Source: http://www.scienceblog.com/community/older/2001/A/200110575.html

Anything that provokes and inflammatory response can cause a "disease," and with AA in your cells symptoms are greatly enhanced, for example:

Am Rev Respir Dis. 1985 Apr;131(4):624-32.

Production of arachidonic acid metabolites by macrophages exposed in vitro to asbestos, carbonyl iron particles, or calcium ionophore.

Kouzan S, Brody AR, Nettesheim P, Eling T.

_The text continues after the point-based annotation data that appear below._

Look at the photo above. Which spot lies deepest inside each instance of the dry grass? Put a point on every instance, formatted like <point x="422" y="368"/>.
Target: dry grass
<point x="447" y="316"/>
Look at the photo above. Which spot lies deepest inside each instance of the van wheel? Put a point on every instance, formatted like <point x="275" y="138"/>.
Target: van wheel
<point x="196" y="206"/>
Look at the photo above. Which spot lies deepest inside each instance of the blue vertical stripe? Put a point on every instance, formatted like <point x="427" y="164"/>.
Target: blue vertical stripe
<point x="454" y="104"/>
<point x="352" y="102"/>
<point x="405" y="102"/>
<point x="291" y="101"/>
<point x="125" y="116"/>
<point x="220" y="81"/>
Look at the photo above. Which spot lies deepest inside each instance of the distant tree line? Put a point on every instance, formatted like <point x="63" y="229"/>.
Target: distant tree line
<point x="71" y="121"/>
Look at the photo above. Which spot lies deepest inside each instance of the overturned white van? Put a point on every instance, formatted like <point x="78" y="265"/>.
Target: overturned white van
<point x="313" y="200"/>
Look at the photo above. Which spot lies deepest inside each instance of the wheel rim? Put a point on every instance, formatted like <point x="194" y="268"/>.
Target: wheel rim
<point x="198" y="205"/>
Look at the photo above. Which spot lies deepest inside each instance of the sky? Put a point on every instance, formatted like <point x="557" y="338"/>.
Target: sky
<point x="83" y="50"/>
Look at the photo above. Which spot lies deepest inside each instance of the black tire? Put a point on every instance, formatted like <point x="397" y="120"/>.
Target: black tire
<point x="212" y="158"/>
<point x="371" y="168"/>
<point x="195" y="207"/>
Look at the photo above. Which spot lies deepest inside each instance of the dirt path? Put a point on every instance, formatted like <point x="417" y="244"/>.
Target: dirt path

"Consequent to asbestos deposition, alveolar macrophages (AM) accumulate at alveolar duct bifurcations where they phagocytize fibers. Because phagocytosis can stimulate the release of arachidonic acid (AA) metabolites, the possibility that secretion of these powerful mediators of inflammation might be induced by chrysotile asbestos was investigated in vitro. Rat AM were treated in vitro with chrysotile asbestos, and the cyclooxygenase products--prostaglandins, thromboxane B2 (TXB2), 12-hydroxy-5,8,10-heptadecatrienoic acid (HHT)--and lipoxygenase products--leukotrienes (LT), hydroxyeicosatetraenoic acids (HETE)--secreted in the medium were isolated by high-performance liquid chromatography. Composition of the AA metabolites released was compared with that from those stimulated by the calcium ionophore A 23187 (20 microM) and by another particulate phagocytic stimulus, i.e., carbonyl iron beads. Calcium ionophore stimulation induced a marked release of various AA metabolites in the medium from both the cyclooxygenase pathway (HHT, TXB2, and PGE2, in decreasing quantities, respectively) and the lipoxygenase pathway (LTB4, 5-HETE, 12-HETE, and LTC4). The major product was LTB4. Treatment of the macrophages with asbestos fibers induced the release of a similar array of AA metabolites, although there were smaller amounts of LTC4 and 12-HETE, but increased quantities of PGF2 alpha. A time course study showed a steady increase in metabolite production for 1 h, followed by a plateau. In addition, the amount of metabolites released was dependent on asbestos concentrations. Phagocytosis of iron beads induced the secretion of the same metabolites as asbestos stimulation, but in larger quantities, probably reflecting the lack of cytotoxicity of the particle..."

Note that LTB4 seems to be doing most of the damage in this "disease," and that Mead acid cannot be made into LTB4.